Contradictory findings for dietary and urinary potassium were seen in the current study as increases in HDHI scores were associated with increasing dietary potassium and decreasing urinary potassium. In this study, only a spot urine sample was collected between 2 to 3 weeks after the home interviews. Therefore day-to-day and diurnal variations in potassium excretion [34] were not accounted for, and this may have confounded the results of the current study.

4.4. Strengths and Weaknesses

A key strength of this study lies in the simplicity of the HDHI which is easy to administer and does not require conversion of foods to nutrient content in its scoring. As a summary measure, HDHI examines various aspects of dietary habits that are important indicators of diet quality, including food preparation habits, food preferences, use of healthier food products, breakfast and salt habits, and intake of recommended and non-core food groups. Input from panel members whose expertise is in dietary assessment in the NZ nutrition surveys were sought to ensure face and content validity of the HDHI. Besides internal validity, construct validity was examined using independent reference measures of 24-h diet recalls and nutritional biomarkers. This consideration of a broad definition of validity added credence to the robustness of the validity results for the diet index. Another important strength of this study is in the use of a nationally representative sample from the 2008/09 NZANS to develop and validate this diet index. The validity of the HDHI should therefore be generalizable to the wider population of NZ adults aged 19 years and above.

Finally, a number of important limitations need to be noted regarding this study. First, the use of single 24-h diet recall data provides a snapshot of the population’s nutrient intake, however it does not take into account day-to-day variation in nutrient intakes which may have attenuated the HDHI-nutrient relationships in the regression models. Second, the reliance of self-reported dietary habits is also subjected to social desirability bias and may not truly reflect what is actually eaten. Third, information on physical activity was not collected in the 2008/09 NZANS which precluded the examination of physical activity in association with HDHI. Lastly, while the HDHI is capable of discriminating against those in the lowest and in the highest quintiles, there is no quantitative cut-offs or benchmark to define a ‘healthy’ diet.
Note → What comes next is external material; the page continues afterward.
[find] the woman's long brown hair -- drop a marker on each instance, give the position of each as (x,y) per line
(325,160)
Therefore, this index may only be useful to rank diet quality in a population. Deserving further examination, is the validity of the HDHI in predicting positive health outcomes. A way forward is to establish the predictive performance of this diet index by examining this index prospectively in relation to health and related outcomes or mortality risks.

5. Conclusions

The present findings suggest that the HDHI has the ability to discern quality of diets of subgroups in NZ population and indirectly assess the intakes of nutrient intakes. Based on dietary habits information, HDHI is a valid summary measure of total diet and serves as a practical way to assess diet quality among NZ adults. Further research is recommended to validate the HDHI in a longitudinal study of nutrition and health outcomes.